The human genetic diseases associated with many factors, one of these factors is the non-synonymous Single Nucleotide Variants (nsSNVs) cause single amino acid change with another resulting in protein function change leading to disease. Many computational techniques have been released to expect the impacts of amino acid alteration on protein function and classify mutations as pathogenic or neutral.

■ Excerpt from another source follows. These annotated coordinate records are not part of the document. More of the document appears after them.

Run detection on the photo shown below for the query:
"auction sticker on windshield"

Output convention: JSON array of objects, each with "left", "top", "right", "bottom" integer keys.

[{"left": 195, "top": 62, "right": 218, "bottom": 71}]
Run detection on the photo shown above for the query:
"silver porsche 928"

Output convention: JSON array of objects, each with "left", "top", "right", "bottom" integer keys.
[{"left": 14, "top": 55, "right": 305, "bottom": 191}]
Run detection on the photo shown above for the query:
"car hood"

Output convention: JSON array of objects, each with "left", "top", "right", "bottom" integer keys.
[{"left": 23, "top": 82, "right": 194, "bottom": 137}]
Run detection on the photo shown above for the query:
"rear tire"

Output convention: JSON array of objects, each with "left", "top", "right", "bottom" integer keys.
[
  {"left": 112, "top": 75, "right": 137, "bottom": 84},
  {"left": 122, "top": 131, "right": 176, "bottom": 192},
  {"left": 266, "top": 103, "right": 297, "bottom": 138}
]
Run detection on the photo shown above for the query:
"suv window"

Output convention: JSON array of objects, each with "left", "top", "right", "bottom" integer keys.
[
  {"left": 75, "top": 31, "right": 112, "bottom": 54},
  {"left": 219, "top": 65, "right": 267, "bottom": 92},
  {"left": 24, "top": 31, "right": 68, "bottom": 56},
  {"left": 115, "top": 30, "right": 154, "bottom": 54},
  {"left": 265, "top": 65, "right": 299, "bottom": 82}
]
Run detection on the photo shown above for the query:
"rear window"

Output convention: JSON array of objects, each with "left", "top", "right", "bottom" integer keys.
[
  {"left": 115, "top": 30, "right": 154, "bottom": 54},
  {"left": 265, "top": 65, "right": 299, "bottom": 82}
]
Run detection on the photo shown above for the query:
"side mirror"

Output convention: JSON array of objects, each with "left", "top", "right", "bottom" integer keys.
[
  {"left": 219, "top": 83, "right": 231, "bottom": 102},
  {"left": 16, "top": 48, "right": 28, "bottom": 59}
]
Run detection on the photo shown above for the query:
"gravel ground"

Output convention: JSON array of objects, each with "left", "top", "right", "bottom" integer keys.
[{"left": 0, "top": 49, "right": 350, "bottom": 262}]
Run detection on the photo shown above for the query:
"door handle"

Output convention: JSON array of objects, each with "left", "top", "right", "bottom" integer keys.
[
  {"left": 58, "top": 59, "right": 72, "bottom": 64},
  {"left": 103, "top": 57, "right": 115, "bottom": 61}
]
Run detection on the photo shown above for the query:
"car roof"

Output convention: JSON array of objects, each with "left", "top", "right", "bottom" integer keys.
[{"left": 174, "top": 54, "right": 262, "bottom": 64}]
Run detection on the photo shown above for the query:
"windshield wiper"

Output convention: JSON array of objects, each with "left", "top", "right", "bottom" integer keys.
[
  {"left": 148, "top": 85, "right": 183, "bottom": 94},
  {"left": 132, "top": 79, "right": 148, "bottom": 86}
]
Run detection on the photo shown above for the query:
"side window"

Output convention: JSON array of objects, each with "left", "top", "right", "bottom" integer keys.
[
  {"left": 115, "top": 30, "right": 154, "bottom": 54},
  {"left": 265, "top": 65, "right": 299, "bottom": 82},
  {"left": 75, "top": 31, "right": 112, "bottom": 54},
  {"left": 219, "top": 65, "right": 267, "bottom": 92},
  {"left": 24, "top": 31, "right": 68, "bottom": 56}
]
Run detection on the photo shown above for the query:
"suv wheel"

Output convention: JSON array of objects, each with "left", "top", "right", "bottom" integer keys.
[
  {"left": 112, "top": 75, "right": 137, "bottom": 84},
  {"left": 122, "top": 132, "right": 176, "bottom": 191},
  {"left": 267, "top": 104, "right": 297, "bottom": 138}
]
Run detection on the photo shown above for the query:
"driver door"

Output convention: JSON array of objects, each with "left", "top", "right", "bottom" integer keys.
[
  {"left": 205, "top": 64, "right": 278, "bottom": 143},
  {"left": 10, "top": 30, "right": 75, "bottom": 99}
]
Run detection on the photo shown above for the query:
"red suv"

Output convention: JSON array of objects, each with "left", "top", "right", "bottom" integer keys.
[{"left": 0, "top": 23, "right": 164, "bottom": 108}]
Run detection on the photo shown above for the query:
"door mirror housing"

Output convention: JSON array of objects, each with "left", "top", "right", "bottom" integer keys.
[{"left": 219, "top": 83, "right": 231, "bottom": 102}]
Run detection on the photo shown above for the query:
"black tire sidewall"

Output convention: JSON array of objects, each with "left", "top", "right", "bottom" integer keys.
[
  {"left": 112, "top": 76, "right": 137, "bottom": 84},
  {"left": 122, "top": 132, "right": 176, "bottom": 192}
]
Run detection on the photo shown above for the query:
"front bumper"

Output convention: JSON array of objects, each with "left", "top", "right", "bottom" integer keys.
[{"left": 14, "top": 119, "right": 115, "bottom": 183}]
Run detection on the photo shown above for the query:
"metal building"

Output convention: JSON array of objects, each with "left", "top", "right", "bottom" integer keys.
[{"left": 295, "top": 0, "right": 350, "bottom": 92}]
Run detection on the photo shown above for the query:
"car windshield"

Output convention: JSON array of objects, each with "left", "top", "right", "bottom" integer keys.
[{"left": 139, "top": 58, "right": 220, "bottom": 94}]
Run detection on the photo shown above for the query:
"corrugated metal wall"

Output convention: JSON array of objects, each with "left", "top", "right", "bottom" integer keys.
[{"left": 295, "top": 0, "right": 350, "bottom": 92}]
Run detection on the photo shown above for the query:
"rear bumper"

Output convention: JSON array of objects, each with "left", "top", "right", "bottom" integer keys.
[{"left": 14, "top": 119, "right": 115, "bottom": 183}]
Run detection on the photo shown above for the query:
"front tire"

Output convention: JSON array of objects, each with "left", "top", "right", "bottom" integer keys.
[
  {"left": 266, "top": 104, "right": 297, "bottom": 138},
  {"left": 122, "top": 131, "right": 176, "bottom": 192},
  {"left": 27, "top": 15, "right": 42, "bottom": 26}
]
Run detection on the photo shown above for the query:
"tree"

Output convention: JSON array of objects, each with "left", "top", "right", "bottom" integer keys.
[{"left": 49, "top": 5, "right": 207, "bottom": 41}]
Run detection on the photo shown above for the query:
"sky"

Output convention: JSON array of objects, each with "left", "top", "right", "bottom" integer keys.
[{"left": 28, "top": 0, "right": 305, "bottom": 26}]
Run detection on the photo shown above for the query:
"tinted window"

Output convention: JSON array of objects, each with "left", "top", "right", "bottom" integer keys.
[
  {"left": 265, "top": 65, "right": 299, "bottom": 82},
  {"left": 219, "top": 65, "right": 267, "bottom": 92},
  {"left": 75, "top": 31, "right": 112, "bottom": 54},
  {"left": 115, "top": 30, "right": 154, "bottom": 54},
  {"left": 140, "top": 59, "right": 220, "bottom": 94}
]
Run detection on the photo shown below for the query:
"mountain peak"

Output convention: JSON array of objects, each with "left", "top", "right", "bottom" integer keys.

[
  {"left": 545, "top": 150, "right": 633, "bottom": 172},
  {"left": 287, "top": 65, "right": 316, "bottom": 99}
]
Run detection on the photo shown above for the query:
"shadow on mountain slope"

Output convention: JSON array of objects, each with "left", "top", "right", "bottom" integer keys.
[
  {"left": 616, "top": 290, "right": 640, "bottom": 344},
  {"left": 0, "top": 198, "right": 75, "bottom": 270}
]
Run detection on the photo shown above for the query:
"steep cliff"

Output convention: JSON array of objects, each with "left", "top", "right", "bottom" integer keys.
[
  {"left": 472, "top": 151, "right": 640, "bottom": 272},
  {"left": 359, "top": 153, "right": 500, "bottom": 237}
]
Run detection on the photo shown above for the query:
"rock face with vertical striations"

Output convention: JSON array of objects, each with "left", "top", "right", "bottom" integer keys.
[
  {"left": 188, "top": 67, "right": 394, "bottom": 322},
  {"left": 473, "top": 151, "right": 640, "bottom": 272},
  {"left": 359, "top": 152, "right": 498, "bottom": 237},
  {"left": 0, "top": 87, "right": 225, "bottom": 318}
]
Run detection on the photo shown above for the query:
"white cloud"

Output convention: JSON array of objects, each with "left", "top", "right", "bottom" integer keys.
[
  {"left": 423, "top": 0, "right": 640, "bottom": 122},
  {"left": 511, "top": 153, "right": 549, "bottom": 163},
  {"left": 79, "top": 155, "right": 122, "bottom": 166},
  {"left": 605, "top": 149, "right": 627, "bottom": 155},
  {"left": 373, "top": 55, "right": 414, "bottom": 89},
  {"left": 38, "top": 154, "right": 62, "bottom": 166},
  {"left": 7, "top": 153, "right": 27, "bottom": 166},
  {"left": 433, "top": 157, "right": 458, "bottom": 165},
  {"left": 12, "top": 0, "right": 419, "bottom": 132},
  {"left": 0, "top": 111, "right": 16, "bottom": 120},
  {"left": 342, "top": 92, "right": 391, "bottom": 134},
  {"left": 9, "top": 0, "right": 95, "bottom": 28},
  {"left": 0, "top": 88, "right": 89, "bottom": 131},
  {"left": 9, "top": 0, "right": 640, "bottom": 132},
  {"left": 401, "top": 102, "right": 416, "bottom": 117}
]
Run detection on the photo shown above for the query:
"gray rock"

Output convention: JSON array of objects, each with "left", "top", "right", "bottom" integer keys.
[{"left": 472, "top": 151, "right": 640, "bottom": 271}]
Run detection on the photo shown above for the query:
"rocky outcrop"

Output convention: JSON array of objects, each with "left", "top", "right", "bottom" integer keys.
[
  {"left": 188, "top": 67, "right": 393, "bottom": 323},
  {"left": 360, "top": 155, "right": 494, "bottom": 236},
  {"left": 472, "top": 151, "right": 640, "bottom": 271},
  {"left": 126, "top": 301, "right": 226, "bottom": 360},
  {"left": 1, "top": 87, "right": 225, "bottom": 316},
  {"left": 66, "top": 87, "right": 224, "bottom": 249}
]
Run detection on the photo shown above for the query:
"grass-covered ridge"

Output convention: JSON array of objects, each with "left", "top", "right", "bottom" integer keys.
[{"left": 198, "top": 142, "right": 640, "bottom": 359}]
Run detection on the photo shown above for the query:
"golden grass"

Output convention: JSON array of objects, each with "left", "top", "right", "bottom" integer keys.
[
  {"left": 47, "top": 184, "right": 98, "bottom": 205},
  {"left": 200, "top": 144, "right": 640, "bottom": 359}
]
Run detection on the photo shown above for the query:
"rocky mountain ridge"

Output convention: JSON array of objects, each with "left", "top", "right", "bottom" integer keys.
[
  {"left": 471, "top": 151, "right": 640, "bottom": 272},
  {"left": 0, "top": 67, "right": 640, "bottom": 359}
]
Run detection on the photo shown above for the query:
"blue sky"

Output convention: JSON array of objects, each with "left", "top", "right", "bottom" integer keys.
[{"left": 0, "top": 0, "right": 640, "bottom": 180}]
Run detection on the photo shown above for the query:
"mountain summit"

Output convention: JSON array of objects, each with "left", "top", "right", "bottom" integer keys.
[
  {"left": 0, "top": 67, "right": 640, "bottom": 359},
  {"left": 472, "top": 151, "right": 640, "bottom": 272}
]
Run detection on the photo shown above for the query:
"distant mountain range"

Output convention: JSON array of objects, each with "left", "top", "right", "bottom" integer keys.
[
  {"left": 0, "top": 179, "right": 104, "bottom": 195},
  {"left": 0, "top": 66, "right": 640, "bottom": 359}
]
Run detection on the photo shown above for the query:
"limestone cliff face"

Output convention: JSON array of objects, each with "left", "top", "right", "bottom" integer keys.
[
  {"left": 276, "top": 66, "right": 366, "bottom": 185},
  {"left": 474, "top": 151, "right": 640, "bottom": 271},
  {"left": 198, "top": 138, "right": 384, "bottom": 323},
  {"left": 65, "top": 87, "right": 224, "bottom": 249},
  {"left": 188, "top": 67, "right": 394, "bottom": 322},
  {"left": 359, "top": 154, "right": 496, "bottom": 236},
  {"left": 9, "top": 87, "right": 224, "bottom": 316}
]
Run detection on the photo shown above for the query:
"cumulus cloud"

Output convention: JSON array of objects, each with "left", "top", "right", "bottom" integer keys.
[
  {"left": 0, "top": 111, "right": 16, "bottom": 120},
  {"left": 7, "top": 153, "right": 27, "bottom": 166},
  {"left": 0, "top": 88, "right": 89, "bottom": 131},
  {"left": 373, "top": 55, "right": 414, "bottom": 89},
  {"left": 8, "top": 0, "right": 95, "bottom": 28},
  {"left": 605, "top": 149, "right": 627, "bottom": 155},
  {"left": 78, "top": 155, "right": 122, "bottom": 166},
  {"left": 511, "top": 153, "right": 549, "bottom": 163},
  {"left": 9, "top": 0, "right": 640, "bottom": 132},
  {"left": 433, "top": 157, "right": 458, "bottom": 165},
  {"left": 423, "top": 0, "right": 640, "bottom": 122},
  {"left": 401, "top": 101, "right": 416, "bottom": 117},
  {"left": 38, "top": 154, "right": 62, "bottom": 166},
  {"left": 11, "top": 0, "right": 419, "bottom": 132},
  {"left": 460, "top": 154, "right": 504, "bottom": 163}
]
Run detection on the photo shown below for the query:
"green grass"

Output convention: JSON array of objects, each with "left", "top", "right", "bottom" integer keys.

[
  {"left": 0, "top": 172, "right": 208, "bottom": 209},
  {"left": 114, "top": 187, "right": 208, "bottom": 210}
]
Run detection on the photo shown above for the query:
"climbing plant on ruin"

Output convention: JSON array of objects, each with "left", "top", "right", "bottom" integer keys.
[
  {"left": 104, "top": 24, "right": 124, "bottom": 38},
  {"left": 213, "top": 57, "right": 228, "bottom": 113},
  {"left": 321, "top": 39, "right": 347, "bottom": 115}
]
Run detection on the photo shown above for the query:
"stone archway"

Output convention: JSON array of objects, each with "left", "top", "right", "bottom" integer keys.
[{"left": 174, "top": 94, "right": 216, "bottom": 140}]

Here in this article, we assessed the performance of eight techniques; FATHMM, SIFT, Provean, iFish, Mutation Assessor, PANTHER, SNAP2, and PON- P2 using a VaribenchSelectedPure dataset of 2144 pathogenic variants and 3777 neutral variants extracted from the free standard database “Varibench.” The first five techniques achieve (45.60–83.75) % specificity, (52.64–94.13) % sensitivity, (51.00–88.90) % AUC, and (49.76–88.24) % ACC on whole dataset, while all eight techniques achieve (36.54–77.88) % specificity, (50.00–75.00) % sensitivity, (51.00–76.40) % AUC, and (25.00–77.78) % ACC on random sample dataset. We also created a Meta classifier (CSTJ48) that combines FATHMM, iFish, and Mutation Assessor. It registers 96.33% specificity, 86.07% sensitivity, 91.20% AUC, and 91.89 ACC. By comparing the results, it's clear that FATHMM gives the highest performance over the seven individual techniques, where it achieves 83.75% and 77.88% specificity, 94.13%, and 75.00% sensitivity, 88.90% and 76.40% AUC, and 88.24% and 77.78% ACC on whole and random sample dataset, respectively. Also, the launched Meta classifier (CSTJ48) is outperforming over all the eight individual tools that compared here. © 2018 Elsevier Inc.